# Trouble with this integral and only an hour to solve it

Well first here is the question:

A deep-sea diver is suspended beneath the surface of Loch Ness by a cable of length h that is attached to a boat on the surface . The diver and his suit have a total mass of m and a volume of V. The cable has a diameter of d and a linear mass density of mu. The diver thinks he sees something moving in the murky depths and jerks the end of the cable back and forth to send transverse waves up the cable as a signal to his companions in the boat.

Calculate the tension in the cable a distance above the diver. The buoyant force on the cable must be included in your calculation.
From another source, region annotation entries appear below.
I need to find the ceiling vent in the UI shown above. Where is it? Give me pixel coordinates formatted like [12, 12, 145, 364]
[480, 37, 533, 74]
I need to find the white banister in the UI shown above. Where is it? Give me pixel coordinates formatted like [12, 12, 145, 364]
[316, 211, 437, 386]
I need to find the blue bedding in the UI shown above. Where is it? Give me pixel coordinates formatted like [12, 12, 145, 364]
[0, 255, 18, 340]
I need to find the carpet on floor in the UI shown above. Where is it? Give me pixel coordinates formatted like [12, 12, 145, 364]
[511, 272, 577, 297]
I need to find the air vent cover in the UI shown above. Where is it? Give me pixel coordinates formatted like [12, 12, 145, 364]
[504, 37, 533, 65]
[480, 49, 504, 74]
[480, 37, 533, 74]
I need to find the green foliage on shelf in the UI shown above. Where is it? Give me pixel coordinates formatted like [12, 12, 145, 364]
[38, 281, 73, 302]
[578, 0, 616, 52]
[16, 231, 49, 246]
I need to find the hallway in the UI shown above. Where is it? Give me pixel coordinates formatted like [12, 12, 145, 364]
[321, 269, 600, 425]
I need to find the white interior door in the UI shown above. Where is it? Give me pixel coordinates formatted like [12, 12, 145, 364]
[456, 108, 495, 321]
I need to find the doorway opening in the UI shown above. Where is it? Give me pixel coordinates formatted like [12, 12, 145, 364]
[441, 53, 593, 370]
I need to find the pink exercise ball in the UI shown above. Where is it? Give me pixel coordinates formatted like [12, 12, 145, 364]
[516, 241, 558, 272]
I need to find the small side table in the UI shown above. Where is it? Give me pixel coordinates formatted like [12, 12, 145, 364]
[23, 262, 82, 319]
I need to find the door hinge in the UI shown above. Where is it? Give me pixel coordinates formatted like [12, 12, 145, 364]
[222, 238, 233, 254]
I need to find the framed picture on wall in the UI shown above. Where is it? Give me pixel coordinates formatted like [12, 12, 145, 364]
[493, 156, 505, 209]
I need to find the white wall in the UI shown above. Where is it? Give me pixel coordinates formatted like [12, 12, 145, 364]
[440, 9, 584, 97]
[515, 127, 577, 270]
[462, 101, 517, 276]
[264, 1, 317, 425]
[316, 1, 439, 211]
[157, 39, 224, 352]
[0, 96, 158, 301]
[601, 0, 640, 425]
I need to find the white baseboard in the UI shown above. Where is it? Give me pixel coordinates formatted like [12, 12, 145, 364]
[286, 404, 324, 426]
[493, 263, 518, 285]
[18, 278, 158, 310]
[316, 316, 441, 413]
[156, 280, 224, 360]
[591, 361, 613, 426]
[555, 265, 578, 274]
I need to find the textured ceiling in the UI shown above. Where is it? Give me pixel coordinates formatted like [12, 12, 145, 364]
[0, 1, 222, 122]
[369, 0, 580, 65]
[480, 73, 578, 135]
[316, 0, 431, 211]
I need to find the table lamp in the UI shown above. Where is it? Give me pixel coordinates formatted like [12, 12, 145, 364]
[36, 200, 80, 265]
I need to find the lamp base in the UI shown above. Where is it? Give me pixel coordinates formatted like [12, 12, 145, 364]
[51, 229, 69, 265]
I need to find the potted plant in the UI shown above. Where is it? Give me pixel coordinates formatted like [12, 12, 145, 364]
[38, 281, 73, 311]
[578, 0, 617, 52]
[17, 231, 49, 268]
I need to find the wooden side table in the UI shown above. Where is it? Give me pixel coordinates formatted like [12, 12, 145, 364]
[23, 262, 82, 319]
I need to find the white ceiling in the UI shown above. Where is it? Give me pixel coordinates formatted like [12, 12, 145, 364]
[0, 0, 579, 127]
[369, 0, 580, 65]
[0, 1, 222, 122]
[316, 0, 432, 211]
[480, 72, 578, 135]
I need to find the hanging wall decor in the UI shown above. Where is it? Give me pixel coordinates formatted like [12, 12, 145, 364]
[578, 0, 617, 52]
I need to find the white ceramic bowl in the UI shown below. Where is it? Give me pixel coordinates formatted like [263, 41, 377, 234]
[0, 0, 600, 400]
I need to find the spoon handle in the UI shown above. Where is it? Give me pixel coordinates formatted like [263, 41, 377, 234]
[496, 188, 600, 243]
Take the free fall acceleration to be g.

I solve this one, I got:

$$F(x) = (\mu*x+m)*g-\rho_{water}*g*((d/2)^2*pi*x+V)$$

For the next one I can't solve it, the integral is nuts for me, I must be overlooking something

The speed of transverse waves on the cable is given by v = sqrt(F/mu). The speed therefore varies along the cable, since the tension is not constant. (This expression neglects the damping force that the water exerts on the moving cable.) Integrate to find the time required for the first signal to reach the surface. Take the free fall acceleration to be g.

From what I understand I have to plug in my F(x) from part b and integrate, but I'm not sure how to integrate it since its just so huge. Any ideas?

Thanks!

Brian

ehild
Homework Helper
Brianjw said:
Well first here is the question:

$$F(x) = (\mu*x+m)*g-\rho_{water}*g*((d/2)^2*pi*x+V)$$

For the next one I can't solve it, the integral is nuts for me, I must be overlooking something

The speed of transverse waves on the cable is given by v = sqrt(F/mu). The speed therefore varies along the cable, since the tension is not constant. (This expression neglects the damping force that the water exerts on the moving cable.) Integrate to find the time required for the first signal to reach the surface. Take the free fall acceleration to be g.

From what I understand I have to plug in my F(x) from part b and integrate, but I'm not sure how to integrate it since its just so huge. Any ideas?

Thanks!

Brian
Write $$F/\mu$$ in the form $$F/\mu=ax+b$$ .

Remember that

$$v=x'=\frac{dx}{dt}$$ .

So you have got the differential equation

$$\frac{dx}{dt}=\sqrt{ax+b}$$

with the starting condition x=0 at t=0.
You can integrate it by separating the variables:

$$\int_0^h\frac{dx}{\sqrt{ax+b}}=\int_0^T{dt}=T$$

where T is the time needed for the signal to reach the surface and h is the lenght of the cable. The integrand at the left side is

$$(ax+b)^{-1/2}$$ .

I think you can do it...

ehild